Leading partner: UNIPI
PhD Position F/M Optimization of high-performance applications on heterogeneous computing nodes
A PhD position is open in HiePACS, a joint project-team with Bordeaux INP, Bordeaux University and CNRS, and CAMUS, a joint project-team with Strasbourg University and CNRS.
The purpose of the HiePACS project is to efficiently perform frontier simulations arising from challenging research and industrial multiscale applications. The solution of these challenging problems requires a multidisciplinary approach involving applied mathematics, computational and computer sciences. In applied mathematics, it essentially involves advanced numerical schemes. In computational science, it involves massively parallel computing and the design of highly scalable algorithms and codes to be executed on future petaflop (and beyond) platforms. Through this approach, HiePACS intends to contribute to all steps that go from the design of new high-performance more scalable, robust and more accurate numerical schemes to the optimized implementations of the associated algorithms and codes on very high performance supercomputers.

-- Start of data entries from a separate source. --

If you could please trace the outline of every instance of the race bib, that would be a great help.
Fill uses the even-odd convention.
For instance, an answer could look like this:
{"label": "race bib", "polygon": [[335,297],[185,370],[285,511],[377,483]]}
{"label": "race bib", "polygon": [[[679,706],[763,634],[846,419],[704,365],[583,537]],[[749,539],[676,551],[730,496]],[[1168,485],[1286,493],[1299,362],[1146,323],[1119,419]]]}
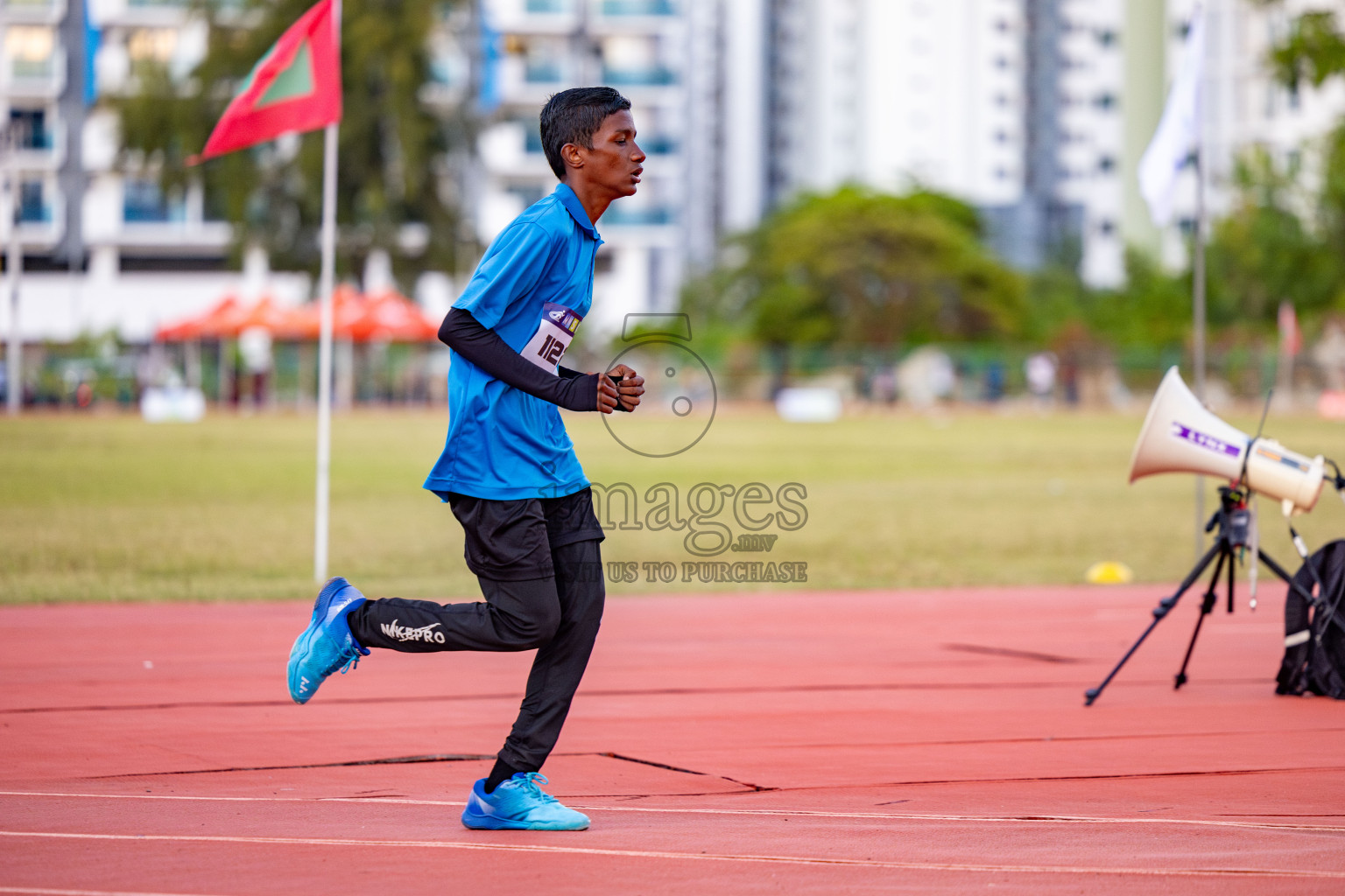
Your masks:
{"label": "race bib", "polygon": [[527,340],[527,345],[519,355],[543,371],[554,373],[555,365],[561,363],[561,357],[570,347],[574,330],[580,328],[582,320],[564,305],[547,302],[542,306],[542,320],[537,324],[537,332],[533,333],[533,339]]}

The CAMUS research team focuses on parallelization, optimization, profiling, modeling, and compilation. The team has increasing interests in the approaches used and enhanced in the high-performance community. The team’s research activities are organized into five main issues that are closely related to reach the following objectives: performance, correction and productivity. These issues are: static parallelization and optimization of programs (where all statically detected parallelisms are expressed as well as all “hypothetical” parallelisms which would be eventually taken advantage of at runtime), profiling and execution behavior modeling (where expressive representation models of the program execution behavior will be used as engines for dynamic parallelizing processes), dynamic parallelization and optimization of programs (such transformation processes running inside a virtual machine), object-oriented programming and compiling for multicores (where object parallelism, expressed or detected, has to result in efficient runs), and finally program transformations proof (where the correction of many static and dynamic program transformations has to be ensured).
The objectives of the thesis will be to study how the new features of the TEXTAROSSA computing nodes can be used to develop high performance applications. With this aim, we will study how high performance task-based applications can be adapted in order to exploit the full potential of the platform. We will thus consider two existing high performance libraries by adapting them, designing advanced scheduling strategies and considering energy consumption awareness as a major constraint of the work.